Supreme Court Agrees to Rule on Preemption of Generic Drug Labeling

December 16, 2010

The U.S. Supreme Court has agreed to decide whether federal regulations shield generic drug makers from state law claims that they failed to provide adequate warning labels. The decision will obviously impact how class action attorneys will target the pharmaceutical industry. In addition, the ruling, which is expected in June of 2011, should provide more guidance on how the Supreme Court will view future challenges on preemption in other product categories.

The Supreme Court’s decision on this issue will be the third in a series of recent pronouncement on federal preemption of state law claims. The first was Reigel v. Medtronic in 2008, which held that the FDA’s pre-market approval process for Class III medical devices preempted state law claims. Next, the Supreme Court’s decision in Wyeth v. Levine in 2009, addressed preemption in the context of brand name drug makers. In Wyeth, the Supreme Court held that FDA regulations do not protect pharmaceutical manufacturers from state law claims relating to the labeling of brand name drugs.

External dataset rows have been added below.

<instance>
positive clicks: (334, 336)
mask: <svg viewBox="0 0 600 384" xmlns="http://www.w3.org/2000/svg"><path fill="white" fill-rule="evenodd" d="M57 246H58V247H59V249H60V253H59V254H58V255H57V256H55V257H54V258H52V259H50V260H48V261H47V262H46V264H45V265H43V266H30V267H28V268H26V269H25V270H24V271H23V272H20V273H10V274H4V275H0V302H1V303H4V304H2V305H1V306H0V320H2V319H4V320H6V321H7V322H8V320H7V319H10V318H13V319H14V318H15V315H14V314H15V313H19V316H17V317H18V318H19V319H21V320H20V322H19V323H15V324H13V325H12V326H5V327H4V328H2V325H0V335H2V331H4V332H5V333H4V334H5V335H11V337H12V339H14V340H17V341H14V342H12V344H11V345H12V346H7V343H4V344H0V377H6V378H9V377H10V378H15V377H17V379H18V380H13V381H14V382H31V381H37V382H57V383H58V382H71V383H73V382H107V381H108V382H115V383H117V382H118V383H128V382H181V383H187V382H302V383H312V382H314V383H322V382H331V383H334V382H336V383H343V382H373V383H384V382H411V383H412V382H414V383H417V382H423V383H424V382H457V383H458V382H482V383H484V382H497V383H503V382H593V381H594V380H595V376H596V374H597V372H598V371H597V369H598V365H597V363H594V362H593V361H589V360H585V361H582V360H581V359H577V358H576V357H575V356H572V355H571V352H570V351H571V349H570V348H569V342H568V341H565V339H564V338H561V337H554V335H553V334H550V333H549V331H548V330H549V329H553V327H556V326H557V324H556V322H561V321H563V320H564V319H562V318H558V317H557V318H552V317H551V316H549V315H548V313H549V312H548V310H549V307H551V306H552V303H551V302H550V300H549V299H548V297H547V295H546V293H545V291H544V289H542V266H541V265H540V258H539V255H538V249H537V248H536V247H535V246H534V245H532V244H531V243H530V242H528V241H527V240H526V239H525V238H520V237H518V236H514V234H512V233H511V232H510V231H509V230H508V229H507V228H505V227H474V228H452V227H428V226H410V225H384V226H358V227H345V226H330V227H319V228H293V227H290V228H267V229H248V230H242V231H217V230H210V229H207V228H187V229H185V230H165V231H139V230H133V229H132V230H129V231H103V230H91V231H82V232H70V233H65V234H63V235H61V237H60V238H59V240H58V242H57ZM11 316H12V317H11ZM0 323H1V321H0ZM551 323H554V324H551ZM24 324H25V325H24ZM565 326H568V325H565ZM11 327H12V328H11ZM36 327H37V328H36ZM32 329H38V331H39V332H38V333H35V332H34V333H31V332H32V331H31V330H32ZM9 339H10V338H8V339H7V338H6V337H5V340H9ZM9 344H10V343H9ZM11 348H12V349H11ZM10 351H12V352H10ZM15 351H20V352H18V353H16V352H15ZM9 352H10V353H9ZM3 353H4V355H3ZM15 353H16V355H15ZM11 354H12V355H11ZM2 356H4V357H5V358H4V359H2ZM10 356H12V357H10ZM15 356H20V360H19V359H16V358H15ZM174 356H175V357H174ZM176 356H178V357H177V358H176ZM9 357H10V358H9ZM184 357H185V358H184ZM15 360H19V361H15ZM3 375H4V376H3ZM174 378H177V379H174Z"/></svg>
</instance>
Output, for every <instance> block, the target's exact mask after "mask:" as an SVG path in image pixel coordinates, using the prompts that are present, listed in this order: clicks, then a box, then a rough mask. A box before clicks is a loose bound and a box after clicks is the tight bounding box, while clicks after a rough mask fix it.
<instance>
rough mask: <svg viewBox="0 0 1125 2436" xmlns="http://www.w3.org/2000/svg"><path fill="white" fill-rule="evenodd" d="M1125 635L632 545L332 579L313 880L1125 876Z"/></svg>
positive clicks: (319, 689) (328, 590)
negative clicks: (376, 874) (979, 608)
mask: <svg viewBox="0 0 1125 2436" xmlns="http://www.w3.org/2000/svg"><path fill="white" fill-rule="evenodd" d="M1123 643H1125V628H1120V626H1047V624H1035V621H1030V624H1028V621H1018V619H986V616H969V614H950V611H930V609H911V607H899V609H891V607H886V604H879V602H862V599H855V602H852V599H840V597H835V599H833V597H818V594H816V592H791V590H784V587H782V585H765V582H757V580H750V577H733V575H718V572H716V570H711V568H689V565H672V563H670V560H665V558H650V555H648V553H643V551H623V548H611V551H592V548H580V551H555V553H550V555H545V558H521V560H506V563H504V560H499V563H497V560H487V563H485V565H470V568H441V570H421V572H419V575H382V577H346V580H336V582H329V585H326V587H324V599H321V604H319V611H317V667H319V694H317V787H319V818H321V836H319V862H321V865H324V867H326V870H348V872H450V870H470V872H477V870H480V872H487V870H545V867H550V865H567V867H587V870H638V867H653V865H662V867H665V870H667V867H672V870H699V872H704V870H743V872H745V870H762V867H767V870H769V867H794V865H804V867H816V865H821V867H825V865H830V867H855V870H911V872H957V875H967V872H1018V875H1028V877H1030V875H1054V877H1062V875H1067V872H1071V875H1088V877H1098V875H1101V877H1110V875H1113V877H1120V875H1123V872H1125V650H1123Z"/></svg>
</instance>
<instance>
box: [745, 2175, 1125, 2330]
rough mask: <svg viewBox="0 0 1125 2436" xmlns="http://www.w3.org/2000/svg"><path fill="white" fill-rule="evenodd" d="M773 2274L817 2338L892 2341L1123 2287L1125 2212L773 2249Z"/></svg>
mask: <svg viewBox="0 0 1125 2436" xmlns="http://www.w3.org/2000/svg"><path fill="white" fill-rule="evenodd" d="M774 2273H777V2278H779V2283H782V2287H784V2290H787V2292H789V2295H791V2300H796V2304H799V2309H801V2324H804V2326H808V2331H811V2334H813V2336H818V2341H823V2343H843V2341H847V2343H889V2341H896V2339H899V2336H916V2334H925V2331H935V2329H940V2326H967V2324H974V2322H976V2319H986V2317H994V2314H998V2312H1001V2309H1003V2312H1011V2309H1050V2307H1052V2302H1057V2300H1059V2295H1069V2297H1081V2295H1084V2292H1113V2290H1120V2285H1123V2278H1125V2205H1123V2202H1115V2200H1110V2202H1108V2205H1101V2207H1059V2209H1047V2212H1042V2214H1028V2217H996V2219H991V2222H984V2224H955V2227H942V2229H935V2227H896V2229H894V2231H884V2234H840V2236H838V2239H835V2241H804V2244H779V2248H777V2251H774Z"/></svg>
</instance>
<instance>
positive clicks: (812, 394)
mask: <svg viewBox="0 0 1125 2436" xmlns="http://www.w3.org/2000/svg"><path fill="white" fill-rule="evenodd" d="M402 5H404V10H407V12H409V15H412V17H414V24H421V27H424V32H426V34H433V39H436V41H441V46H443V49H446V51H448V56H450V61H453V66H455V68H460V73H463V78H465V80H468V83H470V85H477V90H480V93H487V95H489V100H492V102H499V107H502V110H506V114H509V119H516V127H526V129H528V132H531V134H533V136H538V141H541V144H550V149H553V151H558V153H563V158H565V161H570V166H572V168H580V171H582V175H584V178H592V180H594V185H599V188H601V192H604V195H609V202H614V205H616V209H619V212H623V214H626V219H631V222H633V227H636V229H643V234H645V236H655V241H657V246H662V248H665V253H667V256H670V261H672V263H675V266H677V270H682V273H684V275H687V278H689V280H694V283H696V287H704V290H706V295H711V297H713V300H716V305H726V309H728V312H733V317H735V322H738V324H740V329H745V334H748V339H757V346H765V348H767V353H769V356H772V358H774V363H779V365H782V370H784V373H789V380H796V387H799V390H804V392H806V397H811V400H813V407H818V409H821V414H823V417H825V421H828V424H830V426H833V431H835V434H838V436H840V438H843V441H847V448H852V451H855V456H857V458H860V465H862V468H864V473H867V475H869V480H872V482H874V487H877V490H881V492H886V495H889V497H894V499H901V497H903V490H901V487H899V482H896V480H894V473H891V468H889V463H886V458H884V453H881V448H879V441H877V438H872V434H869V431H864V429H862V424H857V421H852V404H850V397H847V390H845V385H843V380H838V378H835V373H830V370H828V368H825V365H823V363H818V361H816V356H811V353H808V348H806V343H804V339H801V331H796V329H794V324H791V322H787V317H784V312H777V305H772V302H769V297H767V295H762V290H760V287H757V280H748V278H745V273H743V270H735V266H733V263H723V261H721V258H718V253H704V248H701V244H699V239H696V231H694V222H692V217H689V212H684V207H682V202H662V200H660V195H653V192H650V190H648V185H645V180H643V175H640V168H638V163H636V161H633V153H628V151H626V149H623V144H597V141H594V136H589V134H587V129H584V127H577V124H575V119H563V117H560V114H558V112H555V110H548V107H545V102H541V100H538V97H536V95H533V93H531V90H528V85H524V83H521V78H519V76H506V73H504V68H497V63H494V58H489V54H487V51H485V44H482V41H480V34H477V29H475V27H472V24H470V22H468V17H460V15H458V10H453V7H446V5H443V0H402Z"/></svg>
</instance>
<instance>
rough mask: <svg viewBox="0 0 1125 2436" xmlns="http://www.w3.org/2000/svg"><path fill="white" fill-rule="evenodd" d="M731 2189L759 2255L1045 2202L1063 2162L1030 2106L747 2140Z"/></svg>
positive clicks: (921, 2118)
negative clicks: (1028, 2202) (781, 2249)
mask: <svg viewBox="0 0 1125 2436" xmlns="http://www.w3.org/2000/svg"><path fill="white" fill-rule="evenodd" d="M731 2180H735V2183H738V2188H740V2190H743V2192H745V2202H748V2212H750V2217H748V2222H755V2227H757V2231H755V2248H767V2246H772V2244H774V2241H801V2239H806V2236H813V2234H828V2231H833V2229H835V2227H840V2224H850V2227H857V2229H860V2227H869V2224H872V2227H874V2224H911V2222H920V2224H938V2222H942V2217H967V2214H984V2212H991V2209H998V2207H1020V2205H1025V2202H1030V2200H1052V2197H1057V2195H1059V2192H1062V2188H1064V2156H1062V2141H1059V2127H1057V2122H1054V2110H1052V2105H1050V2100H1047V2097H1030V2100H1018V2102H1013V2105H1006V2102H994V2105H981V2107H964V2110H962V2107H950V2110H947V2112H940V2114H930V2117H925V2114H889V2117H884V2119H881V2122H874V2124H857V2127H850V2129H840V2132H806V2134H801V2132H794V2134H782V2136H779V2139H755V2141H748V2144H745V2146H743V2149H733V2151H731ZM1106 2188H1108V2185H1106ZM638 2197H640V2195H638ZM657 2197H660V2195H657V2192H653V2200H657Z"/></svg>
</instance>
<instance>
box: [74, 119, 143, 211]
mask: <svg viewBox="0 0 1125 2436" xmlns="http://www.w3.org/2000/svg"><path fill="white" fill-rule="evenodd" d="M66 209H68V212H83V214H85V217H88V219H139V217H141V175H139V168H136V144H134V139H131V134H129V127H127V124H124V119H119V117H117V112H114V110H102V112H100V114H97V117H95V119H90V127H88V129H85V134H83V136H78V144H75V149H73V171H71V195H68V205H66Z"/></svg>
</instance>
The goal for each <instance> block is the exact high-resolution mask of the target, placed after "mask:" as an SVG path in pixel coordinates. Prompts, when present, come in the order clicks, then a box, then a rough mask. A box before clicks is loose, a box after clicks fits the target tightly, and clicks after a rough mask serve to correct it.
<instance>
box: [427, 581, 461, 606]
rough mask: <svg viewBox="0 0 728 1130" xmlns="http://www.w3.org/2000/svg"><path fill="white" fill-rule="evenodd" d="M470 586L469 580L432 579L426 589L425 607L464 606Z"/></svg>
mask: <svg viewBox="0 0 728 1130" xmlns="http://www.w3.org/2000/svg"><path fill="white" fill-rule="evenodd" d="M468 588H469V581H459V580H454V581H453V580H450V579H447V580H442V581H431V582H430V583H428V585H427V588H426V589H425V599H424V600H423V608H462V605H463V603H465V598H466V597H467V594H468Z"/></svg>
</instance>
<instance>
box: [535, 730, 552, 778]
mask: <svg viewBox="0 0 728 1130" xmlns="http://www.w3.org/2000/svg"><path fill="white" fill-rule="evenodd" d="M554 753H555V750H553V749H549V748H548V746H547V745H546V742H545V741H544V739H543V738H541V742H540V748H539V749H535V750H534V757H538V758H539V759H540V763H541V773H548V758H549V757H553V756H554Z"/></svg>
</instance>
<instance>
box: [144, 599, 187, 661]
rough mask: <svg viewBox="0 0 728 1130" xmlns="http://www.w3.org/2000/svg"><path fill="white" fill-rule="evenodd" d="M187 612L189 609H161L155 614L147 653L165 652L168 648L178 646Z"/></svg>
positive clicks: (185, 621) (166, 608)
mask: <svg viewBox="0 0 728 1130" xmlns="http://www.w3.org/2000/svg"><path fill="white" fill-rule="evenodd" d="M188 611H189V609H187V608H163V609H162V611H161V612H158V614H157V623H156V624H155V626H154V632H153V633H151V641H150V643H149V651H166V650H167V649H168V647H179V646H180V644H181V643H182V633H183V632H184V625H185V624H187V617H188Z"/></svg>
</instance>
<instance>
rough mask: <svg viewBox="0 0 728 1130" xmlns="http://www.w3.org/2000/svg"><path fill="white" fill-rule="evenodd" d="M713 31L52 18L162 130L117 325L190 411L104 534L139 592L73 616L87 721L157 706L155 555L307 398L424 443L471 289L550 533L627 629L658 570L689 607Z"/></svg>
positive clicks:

In the three consolidated appeals recently granted certiorari, generic drug makers Pliva Inc. and Actavis Inc. will try to distinguish Wyeth by arguing that different labeling rules for generics made it impossible for them to change labels to reflect new information on health risks. The generic manufacturers assert that laws requiring their labels to be the same as those of their brand name counterparts, make it impossible for them to update labels if the brand names have not done so first.

The appellate decisions to be reviewed by the Supreme Court were from the U.S. Courts of Appeals for the 5th and 8th Circuits. Both held that the federal regulatory approval processes do not protect manufacturers from lawsuits under state failure-to-warn laws, but for different reasons. The 5th Circuit said labeling laws should not be read to deny generic companies the power to change their labels unilaterally prior to approval from the FDA, a power brand name companies have under the “Changes Being Effected” process. The 8th Circuit did not reach the question of whether the Changes Being Effected process applies to generic companies, but rather focused on its conclusion that the companies should have made some effort to get new information out to doctors and consumers.

The cases the Supreme Court will review are Pliva v. Mensing, 09-993; Actavis Elizabeth v. Mensing, 09-1039; and Actavis v. Demahy, 09-1501.